Станислав Романович Лепарский (1754-1837)- генерал-лейтенант, комендант Нерчинских рудников, в течение десяти лет надзирал за декабристами в Чите и Петровском заводе

Экзекуция была проведена на Нерчинском заводе 31 апреля 1836 года.
Польский историк Лепковский – биограф Высоцкого – пишет о том, что 1000 шпицрутенов означали «мучительную смерть» и что Высоцкий, возможно, выжил только потому, что солдаты пожалели жертву и били не изо всех сил. Сдается мне, что Лепковский был плохо осведомлен о практике телесных наказаний в России того времени. Напомню некоторые факты, которые уже фигурировали в этом журнале: в 1826 году приговором Белоцерковского военного суда рядовой Саратовского полка Федор Анойченко (и еще несколько солдат, уличенных в связях с Сергеем Муравьевым, Михаилом Спиридовым и другими декабристами) был осужден на 12 тысяч шпицрутенов – и даже каким-то чудом остался жив (вероятно, приговор исполнялся в два или даже в три этапа). Заговорщиков в Омске (осужденных чуть позже александровских беглецов) военный суд приговорил к телесным наказаниям от 3 до 6 тысяч шпицрутенов – при этом пятерых осужденных забили насмерть, а Ксаверий Шокальский выжил только потому, что после первых пяти тысяч врач остановил экзекуцию. Достоевский в «Записках из мертвого дома» утверждал, что 1000 и даже 2000 шпицрутенов взрослый здоровый мужчина может перенести без опасности для жизни и даже без особенных последствий для здоровья. Таким образом, 1000 шпицрутенов (напомним, что исходно Петр Высоцкий – крепкий здоровый мужчина) – это вовсе не смертельный, а можно даже сказать – по тогдашним временам прямо-таки травоядный приговор (в дальнейшем Николай I, которому доложили о приговоре по Александровскому делу, был недоволен излишней мягкостью приговора, «в особенности в отношении к главному зачинщику Высоцкому, первому предводителю мятежа в Варшаве, не восчувствовавшему милосердия ему при суждении за сие преступление сказанного…» и рекомендовал в следующий раз не стесняться применять крайние меры вплоть до смертной казни – возможно, именно мнение Николая Павловича повлияло на следующий, значительно более жестокий приговор по Омскому делу – )

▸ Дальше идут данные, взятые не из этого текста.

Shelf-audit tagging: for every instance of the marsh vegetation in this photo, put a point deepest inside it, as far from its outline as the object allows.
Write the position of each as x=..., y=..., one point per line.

Тем не менее, судя по мемуарам (все свидетельства у нас здесь только из третьих рук и, возможно, носят преувеличенный апокрифический характер), Высоцкий перенес наказание тяжело: «…Высоцкого жестоко, безжалостно били, так что он едва не умер под ударами палок, и его полумертвого отнесли в лазарет…» (так рассказывает в своих мемуарах Петровский, ссылаясь на безымянного «благородного русского» - одного из декабристов, переведенного в ссылку из Восточной Сибири в Западную – по всем данным, этим информатором должен быть Штейнгель – известный борец за правду и справедливость) . Однако, действительно, Высоцкий после экзекуции вновь показан около двух месяцев находящимся в лазарете. После этого было признано, что его можно «использовать для работ в кандалах и прикованным к тачке». Однако «изборожденный многочисленными шрамами Высоцкий уже никогда не мог избавиться от физических страданий. Его преследовали боли, порой открывались старые раны…».

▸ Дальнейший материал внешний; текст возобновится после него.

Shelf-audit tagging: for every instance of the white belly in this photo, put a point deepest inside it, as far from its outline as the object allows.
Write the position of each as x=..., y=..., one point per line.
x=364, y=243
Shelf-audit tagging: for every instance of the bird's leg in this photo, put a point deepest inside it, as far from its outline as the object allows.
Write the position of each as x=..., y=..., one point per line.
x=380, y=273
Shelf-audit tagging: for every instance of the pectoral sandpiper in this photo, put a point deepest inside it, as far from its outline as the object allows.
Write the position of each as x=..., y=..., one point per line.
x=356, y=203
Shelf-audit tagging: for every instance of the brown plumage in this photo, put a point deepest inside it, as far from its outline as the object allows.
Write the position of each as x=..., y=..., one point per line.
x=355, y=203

"Наказание шпицрутенами". Рисунок Тараса Шевченко, из серии "Блудный сын", около 1856 года

Генерал-губернатор Восточной Сибири Броневский в предписании начальнику Нерчинских заводов Татаринову указывал: «Высоцкого назначить в рудник Акатуевский и под надзор еще строжайший и употреблять в такие работы, от коих побег менее возможен».
Остальных осужденных за побег разослали по разным заводам. Когда через четыре месяца в соответствии с существующими предписаниями – кандалы у остальных были сняты и им было разрешено выходить на работу вместе с другими заключенными, губернатор Броневский распорядился: «Петра Высоцкого как наиболее виновного и опасного держать в Акатуе в тюрьме хотя и без кандалов, но все же под самым строгим надзором». В течение нескольких следующих лет заключенный находился в одиночной камере и его выводили на работы по погрузке и перевозке руды отдельно. На содержание каторжника, находящегося под особым наблюдением, ежемесячно выделялось 1 рубль 98 копеек. Каждый месяц начальство получало рапорт о поведении заключенного.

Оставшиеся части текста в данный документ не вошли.